Os laterais brasileiros tiveram grande importância nos cinco títulos. Em 1958 e 1962, a direita e a esquerda eram de Djalma Santos e Nilton Santos. Em 1970, Carlos Alberto fez o gol mais bonito do time que muitos consideram o melhor de todos. Em 1994, Branco e Jorginho foram decisivos. Em 2002, a dupla era formada por Cafu e Roberto Carlos.
Para a Copa de 2026, a seleção brasileira busca o hexa, mas enfrenta um momento de escassez nas laterais. O técnico Carlo Ancelotti é o primeiro a reconhecer o problema. O trabalho do italiano ficou mais difícil nesta semana.
A ideia inicial era usar o zagueiro Éder Militão na lateral direita. Militão, de 28 anos, atuou no Real Madrid com Ancelotti e já havia jogado na posição. Porém, ele passou por uma cirurgia na coxa esquerda e está fora da Copa.
As alternativas também são improvisos. Wesley, 22 anos, surgiu como lateral direito, mas atua na Roma como ala esquerdo, com função ofensiva. Danilo, 34 anos, foi lateral durante boa parte da carreira, mas hoje é zagueiro reserva do Flamengo.

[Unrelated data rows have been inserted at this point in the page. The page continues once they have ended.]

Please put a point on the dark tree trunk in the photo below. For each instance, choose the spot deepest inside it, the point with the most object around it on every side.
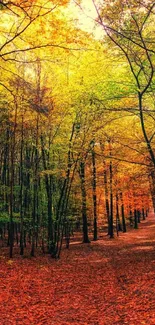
(122, 212)
(118, 222)
(84, 204)
(135, 219)
(94, 193)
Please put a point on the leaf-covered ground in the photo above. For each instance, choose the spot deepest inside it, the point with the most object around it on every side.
(107, 282)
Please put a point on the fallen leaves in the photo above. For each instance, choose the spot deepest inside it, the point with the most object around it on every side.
(102, 283)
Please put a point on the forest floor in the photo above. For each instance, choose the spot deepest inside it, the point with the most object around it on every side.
(107, 282)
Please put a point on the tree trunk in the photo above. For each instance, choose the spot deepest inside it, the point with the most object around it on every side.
(84, 204)
(94, 193)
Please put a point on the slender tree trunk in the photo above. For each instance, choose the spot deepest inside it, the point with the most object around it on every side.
(94, 193)
(118, 222)
(111, 226)
(122, 212)
(135, 219)
(84, 204)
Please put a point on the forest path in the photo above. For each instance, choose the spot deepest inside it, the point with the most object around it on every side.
(108, 282)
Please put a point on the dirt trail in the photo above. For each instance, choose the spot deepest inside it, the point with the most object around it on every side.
(108, 282)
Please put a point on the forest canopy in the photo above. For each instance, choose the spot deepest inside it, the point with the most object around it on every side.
(77, 111)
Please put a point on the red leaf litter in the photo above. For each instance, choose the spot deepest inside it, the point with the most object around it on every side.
(107, 282)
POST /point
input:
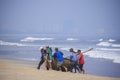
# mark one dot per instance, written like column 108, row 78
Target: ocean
column 103, row 60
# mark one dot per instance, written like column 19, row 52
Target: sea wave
column 32, row 39
column 101, row 39
column 71, row 39
column 108, row 44
column 108, row 49
column 10, row 43
column 100, row 54
column 111, row 40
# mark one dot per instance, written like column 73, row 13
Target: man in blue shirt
column 58, row 55
column 73, row 61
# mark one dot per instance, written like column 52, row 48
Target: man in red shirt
column 81, row 61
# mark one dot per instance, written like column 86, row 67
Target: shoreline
column 13, row 69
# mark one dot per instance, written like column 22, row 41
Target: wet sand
column 12, row 69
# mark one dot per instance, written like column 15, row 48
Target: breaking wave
column 71, row 39
column 10, row 43
column 108, row 44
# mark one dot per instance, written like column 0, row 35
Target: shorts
column 59, row 64
column 49, row 60
column 81, row 66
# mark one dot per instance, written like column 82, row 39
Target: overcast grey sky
column 78, row 17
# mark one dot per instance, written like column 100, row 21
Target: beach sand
column 11, row 69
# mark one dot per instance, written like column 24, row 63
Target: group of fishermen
column 73, row 63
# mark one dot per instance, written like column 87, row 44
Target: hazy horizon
column 91, row 18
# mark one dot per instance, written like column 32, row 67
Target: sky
column 70, row 17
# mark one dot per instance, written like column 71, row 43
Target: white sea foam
column 71, row 39
column 108, row 49
column 111, row 40
column 105, row 55
column 31, row 39
column 108, row 44
column 100, row 39
column 10, row 43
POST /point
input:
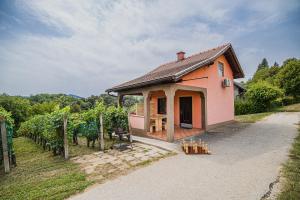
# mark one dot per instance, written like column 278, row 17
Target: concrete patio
column 244, row 161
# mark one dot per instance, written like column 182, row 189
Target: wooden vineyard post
column 66, row 145
column 4, row 146
column 101, row 133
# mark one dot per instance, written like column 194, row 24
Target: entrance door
column 186, row 112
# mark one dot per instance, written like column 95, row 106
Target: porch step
column 158, row 143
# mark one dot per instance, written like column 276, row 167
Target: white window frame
column 221, row 72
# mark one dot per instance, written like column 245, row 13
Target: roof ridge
column 196, row 54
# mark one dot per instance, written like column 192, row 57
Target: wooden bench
column 195, row 147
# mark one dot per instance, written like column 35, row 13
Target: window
column 221, row 69
column 161, row 105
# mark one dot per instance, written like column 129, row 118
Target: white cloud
column 107, row 42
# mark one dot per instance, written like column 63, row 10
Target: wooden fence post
column 66, row 144
column 101, row 133
column 4, row 146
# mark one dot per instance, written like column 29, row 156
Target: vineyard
column 48, row 130
column 7, row 155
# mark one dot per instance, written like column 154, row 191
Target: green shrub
column 262, row 94
column 242, row 107
column 46, row 130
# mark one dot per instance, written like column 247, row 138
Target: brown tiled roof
column 173, row 71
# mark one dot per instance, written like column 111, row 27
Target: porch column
column 120, row 100
column 170, row 93
column 146, row 110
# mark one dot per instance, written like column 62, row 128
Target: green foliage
column 46, row 130
column 19, row 108
column 108, row 100
column 289, row 77
column 43, row 108
column 7, row 116
column 9, row 124
column 39, row 175
column 115, row 117
column 262, row 94
column 264, row 64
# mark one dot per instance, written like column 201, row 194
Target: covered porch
column 168, row 112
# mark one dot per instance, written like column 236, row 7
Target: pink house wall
column 220, row 100
column 136, row 121
column 196, row 108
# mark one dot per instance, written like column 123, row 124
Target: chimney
column 180, row 55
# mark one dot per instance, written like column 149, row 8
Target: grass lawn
column 251, row 118
column 291, row 173
column 40, row 175
column 289, row 108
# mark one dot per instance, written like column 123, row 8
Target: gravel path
column 243, row 164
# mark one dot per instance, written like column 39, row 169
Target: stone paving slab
column 100, row 165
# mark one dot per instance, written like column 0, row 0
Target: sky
column 83, row 47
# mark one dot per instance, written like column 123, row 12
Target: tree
column 108, row 100
column 262, row 94
column 289, row 77
column 264, row 64
column 288, row 60
column 43, row 108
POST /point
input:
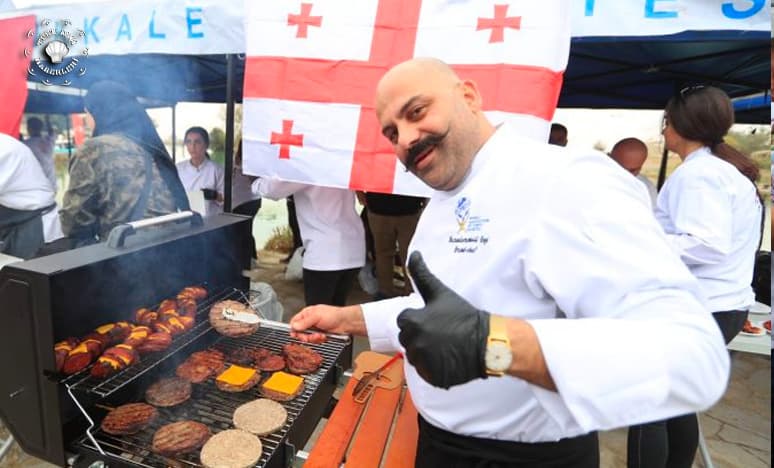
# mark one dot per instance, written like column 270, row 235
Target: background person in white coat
column 500, row 368
column 712, row 215
column 332, row 235
column 631, row 154
column 200, row 173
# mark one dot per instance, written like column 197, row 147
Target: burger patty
column 178, row 438
column 168, row 392
column 280, row 396
column 232, row 448
column 241, row 356
column 232, row 328
column 300, row 359
column 267, row 361
column 261, row 417
column 231, row 388
column 129, row 419
column 201, row 365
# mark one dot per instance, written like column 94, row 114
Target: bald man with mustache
column 519, row 241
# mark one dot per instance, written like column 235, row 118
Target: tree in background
column 217, row 145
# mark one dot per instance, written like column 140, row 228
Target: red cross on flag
column 312, row 69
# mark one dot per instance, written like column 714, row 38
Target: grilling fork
column 367, row 379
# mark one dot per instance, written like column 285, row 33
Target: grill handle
column 118, row 234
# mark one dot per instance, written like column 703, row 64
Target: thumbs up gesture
column 445, row 340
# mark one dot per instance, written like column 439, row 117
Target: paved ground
column 737, row 429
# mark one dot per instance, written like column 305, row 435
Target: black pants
column 672, row 443
column 249, row 209
column 438, row 448
column 328, row 287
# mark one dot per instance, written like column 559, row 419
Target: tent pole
column 69, row 140
column 229, row 156
column 174, row 135
column 662, row 169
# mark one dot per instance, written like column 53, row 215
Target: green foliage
column 281, row 240
column 753, row 139
column 217, row 140
column 218, row 157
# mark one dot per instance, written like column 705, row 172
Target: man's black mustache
column 421, row 146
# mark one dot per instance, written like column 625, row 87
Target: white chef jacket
column 241, row 191
column 24, row 185
column 652, row 192
column 712, row 217
column 541, row 232
column 43, row 149
column 331, row 230
column 209, row 175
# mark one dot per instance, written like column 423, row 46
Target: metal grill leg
column 6, row 445
column 703, row 449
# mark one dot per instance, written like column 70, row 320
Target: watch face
column 498, row 357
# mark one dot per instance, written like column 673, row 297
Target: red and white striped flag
column 312, row 69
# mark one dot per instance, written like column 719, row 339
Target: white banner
column 662, row 17
column 214, row 27
column 152, row 26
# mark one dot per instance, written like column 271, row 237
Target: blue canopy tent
column 643, row 72
column 606, row 68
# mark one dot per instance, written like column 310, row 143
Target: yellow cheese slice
column 105, row 328
column 236, row 375
column 284, row 383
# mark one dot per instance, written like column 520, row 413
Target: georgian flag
column 312, row 69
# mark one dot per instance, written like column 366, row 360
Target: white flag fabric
column 312, row 69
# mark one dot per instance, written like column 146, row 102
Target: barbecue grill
column 48, row 299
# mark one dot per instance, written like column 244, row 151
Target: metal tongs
column 368, row 379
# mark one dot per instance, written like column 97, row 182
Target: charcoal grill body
column 48, row 299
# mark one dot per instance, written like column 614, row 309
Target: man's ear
column 471, row 95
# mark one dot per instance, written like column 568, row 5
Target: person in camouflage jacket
column 108, row 173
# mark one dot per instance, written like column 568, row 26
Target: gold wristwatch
column 498, row 354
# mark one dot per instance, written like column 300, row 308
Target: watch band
column 497, row 338
column 497, row 330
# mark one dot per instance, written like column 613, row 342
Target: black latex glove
column 210, row 194
column 446, row 340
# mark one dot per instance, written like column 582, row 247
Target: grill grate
column 215, row 408
column 84, row 382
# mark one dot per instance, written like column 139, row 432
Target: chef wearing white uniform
column 28, row 214
column 597, row 321
column 712, row 215
column 332, row 233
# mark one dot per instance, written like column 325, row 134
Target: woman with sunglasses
column 711, row 212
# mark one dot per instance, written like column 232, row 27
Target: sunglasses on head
column 688, row 90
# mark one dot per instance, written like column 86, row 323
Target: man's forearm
column 528, row 362
column 354, row 320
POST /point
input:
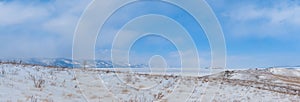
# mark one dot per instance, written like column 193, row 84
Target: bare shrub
column 2, row 71
column 38, row 82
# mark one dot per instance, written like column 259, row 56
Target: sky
column 257, row 33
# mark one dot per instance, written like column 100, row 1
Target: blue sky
column 257, row 33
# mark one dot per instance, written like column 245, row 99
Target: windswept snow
column 45, row 84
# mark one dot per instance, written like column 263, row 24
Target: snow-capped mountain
column 68, row 63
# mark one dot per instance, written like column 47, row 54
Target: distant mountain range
column 68, row 63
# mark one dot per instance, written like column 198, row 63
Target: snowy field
column 23, row 83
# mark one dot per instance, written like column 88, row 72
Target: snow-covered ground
column 22, row 83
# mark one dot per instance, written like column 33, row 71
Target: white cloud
column 16, row 13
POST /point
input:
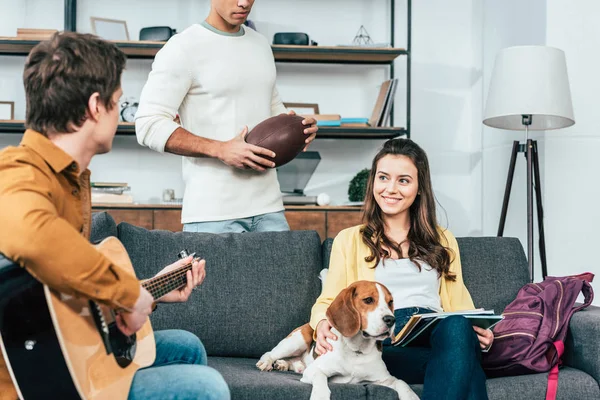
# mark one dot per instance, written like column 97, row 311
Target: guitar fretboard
column 165, row 283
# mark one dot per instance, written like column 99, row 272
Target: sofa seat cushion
column 258, row 286
column 247, row 382
column 572, row 384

Ancelotti confirmou, antes da lesão de Militão, que Danilo estará na lista de 26 jogadores a ser anunciada no dia 18. O técnico destacou a experiência e a liderança silenciosa de Danilo. “Danilo é um jogador muito importante, não só em campo. É seguro que estará na lista final porque eu gosto dele. Como caráter, como personalidade, também como jogo”, disse o italiano. “Entre os defensores estará o Danilo.”

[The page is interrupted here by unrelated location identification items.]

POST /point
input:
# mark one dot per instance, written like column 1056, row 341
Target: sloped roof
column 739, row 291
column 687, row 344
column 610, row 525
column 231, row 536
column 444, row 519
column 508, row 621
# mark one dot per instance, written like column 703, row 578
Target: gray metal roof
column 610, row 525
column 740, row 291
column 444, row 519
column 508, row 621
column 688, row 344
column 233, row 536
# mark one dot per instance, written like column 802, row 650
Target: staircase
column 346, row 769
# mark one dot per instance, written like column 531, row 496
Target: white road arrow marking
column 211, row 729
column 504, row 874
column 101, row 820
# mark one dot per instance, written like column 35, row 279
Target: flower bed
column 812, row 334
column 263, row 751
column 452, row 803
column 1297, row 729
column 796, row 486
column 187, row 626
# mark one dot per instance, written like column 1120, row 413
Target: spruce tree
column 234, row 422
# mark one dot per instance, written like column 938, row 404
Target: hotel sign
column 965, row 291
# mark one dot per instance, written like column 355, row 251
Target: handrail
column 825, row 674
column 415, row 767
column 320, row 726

Desde que assumiu a seleção, Ancelotti também convocou Vanderson, 24 anos, do Monaco, que se recupera de lesão; Paulo Henrique, 29 anos, do Vasco; e Vitinho, 26 anos, do Botafogo. Ibañez, 27 anos, zagueiro do Al Ahli, também pode ser adaptado à lateral direita.
Na lateral esquerda, a situação não é muito diferente. Os escolhidos devem ser Alex Sandro, 35 anos, do Flamengo, e Douglas Santos, 32 anos, do Zenit, ambos com perfil defensivo.

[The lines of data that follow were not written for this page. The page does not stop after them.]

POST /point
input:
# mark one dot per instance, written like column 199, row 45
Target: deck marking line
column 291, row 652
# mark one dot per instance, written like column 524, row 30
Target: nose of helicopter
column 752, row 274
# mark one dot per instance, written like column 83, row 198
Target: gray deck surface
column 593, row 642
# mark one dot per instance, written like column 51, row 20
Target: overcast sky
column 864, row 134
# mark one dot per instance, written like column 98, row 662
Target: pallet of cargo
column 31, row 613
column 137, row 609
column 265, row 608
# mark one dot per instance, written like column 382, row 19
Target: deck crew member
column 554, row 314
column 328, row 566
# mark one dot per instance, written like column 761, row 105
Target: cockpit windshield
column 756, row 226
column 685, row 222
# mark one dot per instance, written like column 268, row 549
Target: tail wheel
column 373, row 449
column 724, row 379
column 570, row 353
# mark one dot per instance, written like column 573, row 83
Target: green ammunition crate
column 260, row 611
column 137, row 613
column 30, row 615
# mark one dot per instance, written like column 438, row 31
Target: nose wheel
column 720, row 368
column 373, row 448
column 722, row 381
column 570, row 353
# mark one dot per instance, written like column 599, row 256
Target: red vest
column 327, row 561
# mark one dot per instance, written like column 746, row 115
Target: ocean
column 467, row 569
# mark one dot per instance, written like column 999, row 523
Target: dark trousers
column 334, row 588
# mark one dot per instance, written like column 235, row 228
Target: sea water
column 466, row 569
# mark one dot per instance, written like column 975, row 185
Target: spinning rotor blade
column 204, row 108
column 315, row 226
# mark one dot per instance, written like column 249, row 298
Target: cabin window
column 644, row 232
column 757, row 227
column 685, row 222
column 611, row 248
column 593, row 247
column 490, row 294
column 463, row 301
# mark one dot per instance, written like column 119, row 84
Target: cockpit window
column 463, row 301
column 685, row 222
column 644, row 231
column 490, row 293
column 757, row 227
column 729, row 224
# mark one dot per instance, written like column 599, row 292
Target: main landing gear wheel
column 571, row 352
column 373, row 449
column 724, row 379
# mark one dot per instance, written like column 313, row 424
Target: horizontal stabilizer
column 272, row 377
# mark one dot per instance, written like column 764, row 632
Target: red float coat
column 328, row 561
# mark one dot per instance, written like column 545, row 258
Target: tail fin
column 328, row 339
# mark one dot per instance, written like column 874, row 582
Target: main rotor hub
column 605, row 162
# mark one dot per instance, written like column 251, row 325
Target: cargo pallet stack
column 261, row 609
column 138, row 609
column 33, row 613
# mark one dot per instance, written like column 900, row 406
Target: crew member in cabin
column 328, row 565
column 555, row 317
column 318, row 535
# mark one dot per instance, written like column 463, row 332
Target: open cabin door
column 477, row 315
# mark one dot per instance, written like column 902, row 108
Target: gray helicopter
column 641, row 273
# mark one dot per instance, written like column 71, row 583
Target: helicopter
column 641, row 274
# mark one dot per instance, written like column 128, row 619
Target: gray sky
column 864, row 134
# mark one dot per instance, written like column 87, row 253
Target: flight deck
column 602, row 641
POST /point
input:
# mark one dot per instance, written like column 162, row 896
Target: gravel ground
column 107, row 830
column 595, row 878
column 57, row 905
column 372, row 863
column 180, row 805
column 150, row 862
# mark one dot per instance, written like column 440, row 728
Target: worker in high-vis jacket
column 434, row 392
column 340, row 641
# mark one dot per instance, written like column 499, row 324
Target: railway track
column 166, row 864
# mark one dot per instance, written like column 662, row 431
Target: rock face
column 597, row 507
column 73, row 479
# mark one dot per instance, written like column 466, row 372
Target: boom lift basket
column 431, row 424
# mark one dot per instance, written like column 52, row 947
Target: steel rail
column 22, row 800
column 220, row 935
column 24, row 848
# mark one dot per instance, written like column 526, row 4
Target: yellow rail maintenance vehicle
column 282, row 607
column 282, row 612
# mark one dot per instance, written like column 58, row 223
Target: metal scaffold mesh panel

Ancelotti demonstrou confiança em Caio Henrique, 28 anos, do Monaco, que também se recupera de lesão. Testou ainda Carlos Augusto, 27 anos, da Inter de Milão; Luciano Juba, 26 anos, do Bahia; e Kaiki, 23 anos, do Cruzeiro. Há apelo da torcida do Corinthians por Matheus Bidu, 26 anos, em boa fase, mas é improvável que alguém sem experiência na seleção seja convocado.
O cenário atual é frágil para o padrão histórico do Brasil. A prioridade de Ancelotti será por jogadores defensivamente sólidos, capazes de desarmar e iniciar contra-ataques para atacantes rápidos como Vinicius Junior. O Brasil não terá Djalma Santos e Nilton Santos como em 1958 e 1962. Se o hexa vier, o pôster poderá ter Douglas Santos.